The Air Force plans to send its top civilians — Acting Secretary Matt Donavan and acquisition head Will Roper — to the Paris Air Show.
They are likely to have at least one F-35A to talk up, along with 11 other aircraft.
Unlike last year, when White House officials were boasting of the high level delegation they planned to send to Farnborough to make the hard sell for American weapons — which fizzled and turned out to be pretty much the same as in recent years — we’ve heard nothing from the administration about any senior officials going to Paris.
Of course, the US has such deep penetration in the major arms markets of the world that some might say there’s not great need to send our top salespeople. But defense companies love to have high flyers at air shows to give them more oomph when they meet with country X’s generals.
France and Germany pledged their troth in early February to build and buy something called the Future Combat Air System (FCAS) after Germany’s defense minister said they would not buy the F-35. Since there aren’t too many observers who think this airplane will ever happen, the F-35 may serve as a gentle reminder to this Franco-German concordat that an advanced aircraft is already available and at a fly-away cost lower than that estimated for the planned F-15X. (OK, the life cycle costs are likely to be higher, but fellas, think of the capabilities, one can almost hear the eager government representative saying in his fluent French.)

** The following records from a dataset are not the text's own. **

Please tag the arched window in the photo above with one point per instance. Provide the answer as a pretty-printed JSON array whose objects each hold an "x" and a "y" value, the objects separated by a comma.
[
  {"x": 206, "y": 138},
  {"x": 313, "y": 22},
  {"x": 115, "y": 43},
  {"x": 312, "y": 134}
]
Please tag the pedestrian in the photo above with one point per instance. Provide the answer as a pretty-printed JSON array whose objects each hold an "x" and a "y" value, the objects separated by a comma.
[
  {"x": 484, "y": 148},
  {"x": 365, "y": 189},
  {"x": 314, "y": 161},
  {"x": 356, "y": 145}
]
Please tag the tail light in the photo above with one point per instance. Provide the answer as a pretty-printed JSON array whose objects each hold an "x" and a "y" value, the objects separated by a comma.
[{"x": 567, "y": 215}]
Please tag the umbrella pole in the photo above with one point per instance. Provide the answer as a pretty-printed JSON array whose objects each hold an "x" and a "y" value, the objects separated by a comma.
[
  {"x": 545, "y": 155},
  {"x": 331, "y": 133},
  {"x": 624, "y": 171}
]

There are reports the Russians will send their top fighter, the Su-57, to Paris for its international debut, but that one seems to be losing its legs.
Here’s the preliminary list of US aircraft headed to the show. As always, lots of things can come between a plane and an air show…
F-35A (Lockheed); KC-46 airborne tanker (Boeing); C-130J (Lockheed), P-8 (Boeing), CH-47 Chinook (Boeing), AH-64 (Boeing) F-15E (Boeing), F-16 (Lockheed); C-17 (Boeing); MQ-1 Predator (General Atomics); MQ-9 Reaper (General Atomics); and either a KC-135R or a KC-10.